Optimism bias
Optimism bias refers to our tendency to expect better outcomes than what may happen. This can lead to underestimating project costs or timeframes, and overestimating benefits. To help avoid optimism bias in these areas you should use data, insights and lessons learnt from similar projects to get more grounded expected outcomes.
Go to the GOV.UK guidance for more information on optimism bias.
- Green Book supplementary guidance: optimism bias (UK Government)
Single-point probability analysis
Single-point probability analysis lets you work out a cost to accepting certain risks in your project. It is best used when you can estimate both the likelihood and consequence of the risk event well.
To work out an expected value for a significant risk, multiply the probability of the risk happening by the size of the consequence. The result provides the risk premium – the estimated cost of accepting the risk.
The disadvantage to this is that it does not account for variability in outcomes.
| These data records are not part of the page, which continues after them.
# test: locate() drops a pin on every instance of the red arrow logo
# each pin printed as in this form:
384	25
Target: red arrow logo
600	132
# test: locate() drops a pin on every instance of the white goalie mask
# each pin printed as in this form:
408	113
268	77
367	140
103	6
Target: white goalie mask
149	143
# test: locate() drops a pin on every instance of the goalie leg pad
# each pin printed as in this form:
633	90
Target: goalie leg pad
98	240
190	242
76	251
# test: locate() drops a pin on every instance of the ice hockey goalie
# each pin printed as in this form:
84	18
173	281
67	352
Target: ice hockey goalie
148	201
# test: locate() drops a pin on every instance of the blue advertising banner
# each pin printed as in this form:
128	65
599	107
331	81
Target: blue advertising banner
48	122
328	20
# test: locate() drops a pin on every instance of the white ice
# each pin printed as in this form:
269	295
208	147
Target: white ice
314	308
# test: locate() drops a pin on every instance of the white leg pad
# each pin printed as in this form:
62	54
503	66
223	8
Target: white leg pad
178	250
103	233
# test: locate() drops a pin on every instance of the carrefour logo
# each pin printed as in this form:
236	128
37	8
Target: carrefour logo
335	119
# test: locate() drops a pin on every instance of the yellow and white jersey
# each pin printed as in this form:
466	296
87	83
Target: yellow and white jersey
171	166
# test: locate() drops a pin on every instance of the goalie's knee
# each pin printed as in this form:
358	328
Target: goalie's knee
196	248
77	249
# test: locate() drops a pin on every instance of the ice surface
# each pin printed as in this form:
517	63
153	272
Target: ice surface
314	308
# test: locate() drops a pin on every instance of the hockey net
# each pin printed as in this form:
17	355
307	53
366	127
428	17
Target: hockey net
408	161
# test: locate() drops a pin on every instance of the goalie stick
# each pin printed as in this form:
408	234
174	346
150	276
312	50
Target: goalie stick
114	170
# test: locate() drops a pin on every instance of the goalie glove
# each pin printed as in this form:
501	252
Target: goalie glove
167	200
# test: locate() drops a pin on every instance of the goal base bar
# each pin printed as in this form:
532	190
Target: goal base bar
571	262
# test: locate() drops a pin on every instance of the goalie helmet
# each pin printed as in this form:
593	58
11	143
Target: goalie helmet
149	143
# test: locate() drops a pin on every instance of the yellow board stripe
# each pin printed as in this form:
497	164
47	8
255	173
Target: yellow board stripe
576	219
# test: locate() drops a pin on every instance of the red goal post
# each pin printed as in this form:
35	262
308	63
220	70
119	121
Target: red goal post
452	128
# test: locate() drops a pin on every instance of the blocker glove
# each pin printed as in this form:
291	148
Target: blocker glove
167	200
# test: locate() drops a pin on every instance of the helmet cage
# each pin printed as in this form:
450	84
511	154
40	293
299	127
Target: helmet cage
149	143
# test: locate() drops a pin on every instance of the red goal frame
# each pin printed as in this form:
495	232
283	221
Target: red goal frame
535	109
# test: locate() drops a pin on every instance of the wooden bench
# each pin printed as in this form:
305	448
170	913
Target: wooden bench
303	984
This is especially true at the extremes when decision-makers may prefer not to accept the risk happening.
Quantitative risk analysis (QRA)
Quantitative risk analysis (QRA) is an evidence-based modelling technique. It gives risks numerical values based on quantifiable data, such as costs, logistics or completion time. This makes it easier to:
- assess the highest priority risks
- get a better understanding of the sources of risk to project outcomes
- get more accurate estimates of the likely costs or benefits
- highlight risks and their costs for stakeholders considering the business case.
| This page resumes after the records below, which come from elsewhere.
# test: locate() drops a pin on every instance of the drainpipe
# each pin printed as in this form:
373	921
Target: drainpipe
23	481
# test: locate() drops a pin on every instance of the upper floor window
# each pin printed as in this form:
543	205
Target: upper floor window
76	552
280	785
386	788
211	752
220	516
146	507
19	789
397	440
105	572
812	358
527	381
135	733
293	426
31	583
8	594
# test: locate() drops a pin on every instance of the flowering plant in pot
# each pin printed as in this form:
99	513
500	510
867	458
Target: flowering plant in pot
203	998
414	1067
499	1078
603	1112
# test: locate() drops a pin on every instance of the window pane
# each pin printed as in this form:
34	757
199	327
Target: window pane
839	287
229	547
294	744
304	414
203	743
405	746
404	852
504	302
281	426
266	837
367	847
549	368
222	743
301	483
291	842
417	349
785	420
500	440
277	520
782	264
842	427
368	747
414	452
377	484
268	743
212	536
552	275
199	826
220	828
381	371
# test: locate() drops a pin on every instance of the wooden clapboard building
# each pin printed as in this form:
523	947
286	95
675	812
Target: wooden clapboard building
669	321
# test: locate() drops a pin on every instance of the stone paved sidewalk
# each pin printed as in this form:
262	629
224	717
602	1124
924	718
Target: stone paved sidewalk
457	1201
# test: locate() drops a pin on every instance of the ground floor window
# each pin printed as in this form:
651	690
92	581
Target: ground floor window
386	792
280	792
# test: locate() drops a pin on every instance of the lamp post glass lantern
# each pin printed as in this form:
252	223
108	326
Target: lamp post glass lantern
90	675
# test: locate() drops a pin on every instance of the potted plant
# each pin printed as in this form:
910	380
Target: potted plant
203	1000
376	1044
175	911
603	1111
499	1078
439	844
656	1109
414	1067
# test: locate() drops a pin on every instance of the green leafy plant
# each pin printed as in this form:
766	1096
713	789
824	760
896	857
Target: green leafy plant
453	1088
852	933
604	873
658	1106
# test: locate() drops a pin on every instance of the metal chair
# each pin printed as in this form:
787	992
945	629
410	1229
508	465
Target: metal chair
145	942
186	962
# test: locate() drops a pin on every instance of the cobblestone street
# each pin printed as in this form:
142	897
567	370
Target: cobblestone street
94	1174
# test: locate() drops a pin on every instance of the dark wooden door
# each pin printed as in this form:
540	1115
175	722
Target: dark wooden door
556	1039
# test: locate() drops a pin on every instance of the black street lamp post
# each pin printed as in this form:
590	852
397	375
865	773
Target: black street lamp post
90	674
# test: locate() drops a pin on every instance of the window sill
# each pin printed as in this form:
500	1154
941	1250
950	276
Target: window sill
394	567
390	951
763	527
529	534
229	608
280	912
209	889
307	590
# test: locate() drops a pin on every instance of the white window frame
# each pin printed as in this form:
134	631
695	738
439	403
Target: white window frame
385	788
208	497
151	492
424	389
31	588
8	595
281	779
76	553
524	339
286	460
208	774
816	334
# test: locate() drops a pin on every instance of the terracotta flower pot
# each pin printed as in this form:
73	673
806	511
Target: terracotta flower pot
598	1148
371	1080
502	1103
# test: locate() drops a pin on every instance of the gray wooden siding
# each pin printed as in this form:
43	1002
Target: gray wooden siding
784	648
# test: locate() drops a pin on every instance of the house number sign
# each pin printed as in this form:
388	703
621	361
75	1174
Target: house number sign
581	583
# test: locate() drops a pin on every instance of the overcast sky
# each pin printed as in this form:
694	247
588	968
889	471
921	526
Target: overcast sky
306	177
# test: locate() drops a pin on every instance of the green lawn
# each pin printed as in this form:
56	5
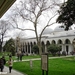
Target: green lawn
61	66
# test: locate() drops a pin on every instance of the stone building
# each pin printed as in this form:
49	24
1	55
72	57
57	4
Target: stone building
65	39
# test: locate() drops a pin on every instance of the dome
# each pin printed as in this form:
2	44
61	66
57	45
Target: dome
59	28
47	31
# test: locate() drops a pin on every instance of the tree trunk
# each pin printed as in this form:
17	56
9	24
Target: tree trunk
40	48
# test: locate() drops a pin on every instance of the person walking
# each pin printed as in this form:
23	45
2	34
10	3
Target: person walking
10	63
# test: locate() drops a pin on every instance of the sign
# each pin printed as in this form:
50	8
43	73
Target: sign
44	62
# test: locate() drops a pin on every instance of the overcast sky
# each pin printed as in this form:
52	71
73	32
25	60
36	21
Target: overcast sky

A QRA approach is considered to be superior to an approach that relies on optimism bias or contingencies. You should use QRA as the first-best basis.
A list of approved risk analysis providers is available on the New Zealand Government Procurement website.
Monte Carlo analysis
Monte Carlo analysis is a form of QRA and is a technique used to understand the impact of risk and uncertainty based on a range of estimated values. The result approximates the full range of possible outcomes, and the likelihood of each.
The approach provides a systematic assessment of the combined effects of many sources of risk in key variables and can also allow for known correlations between these variables.
The Monte Carlo approach is more suited to investment proposals where:
- there are several key variables with significant uncertainties, correlated uncertainties, or both
- simpler approaches are not able to describe the variations in net benefits between proposal options well enough.
You may need expert advice to develop the Monte Carlo model and interpret the results.